By Guido Stempel
Although Americans have been inundated with television ads for presidential candidates, most don't believe those ads affected what they think about the candidates.
That's the finding of a national telephone survey of 1,003 randomly selected adults just completed by the Scripps Survey Research Center at Ohio University and the Scripps Howard News Service. Only 4 percent said the ads were very influential, and 18 percent said they were somewhat influential.
Most respondents considered the political ads boring and annoying. Twenty-eight percent said they were very boring; 30 percent, somewhat boring; 33 percent, often annoying; and another 33 percent, sometimes annoying.
Forty-seven percent of the respondents thought the ads were less negative than those in the 2004 presidential campaign.
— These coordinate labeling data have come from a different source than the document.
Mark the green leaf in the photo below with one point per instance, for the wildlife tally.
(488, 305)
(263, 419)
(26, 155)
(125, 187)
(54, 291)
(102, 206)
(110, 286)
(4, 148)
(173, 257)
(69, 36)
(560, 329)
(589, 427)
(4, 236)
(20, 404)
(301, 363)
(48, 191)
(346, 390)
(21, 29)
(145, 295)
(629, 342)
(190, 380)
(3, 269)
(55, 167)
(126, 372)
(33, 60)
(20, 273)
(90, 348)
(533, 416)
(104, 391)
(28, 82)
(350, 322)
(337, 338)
Forty-three percent felt Hillary Clinton's ads were the most negative, while 13 percent said Barack Obama's were most negative and 9 percent said John McCain's were most negative. Thirty-one percent said they didn't know.
McCain and Obama were considered to have the most honest ads, and Obama, by a wide margin, was considered to have the most inspirational ads.
Nineteen percent of the respondents did not recall seeing any ads for presidential candidates, while 21 percent of the respondents said they had seen more than 100 ads for candidates.
The survey was prepared by Hong Cheng, associate professor in the E.W. Scripps School of Journalism. Ohio University students interviewed the participants between May 12 and 27.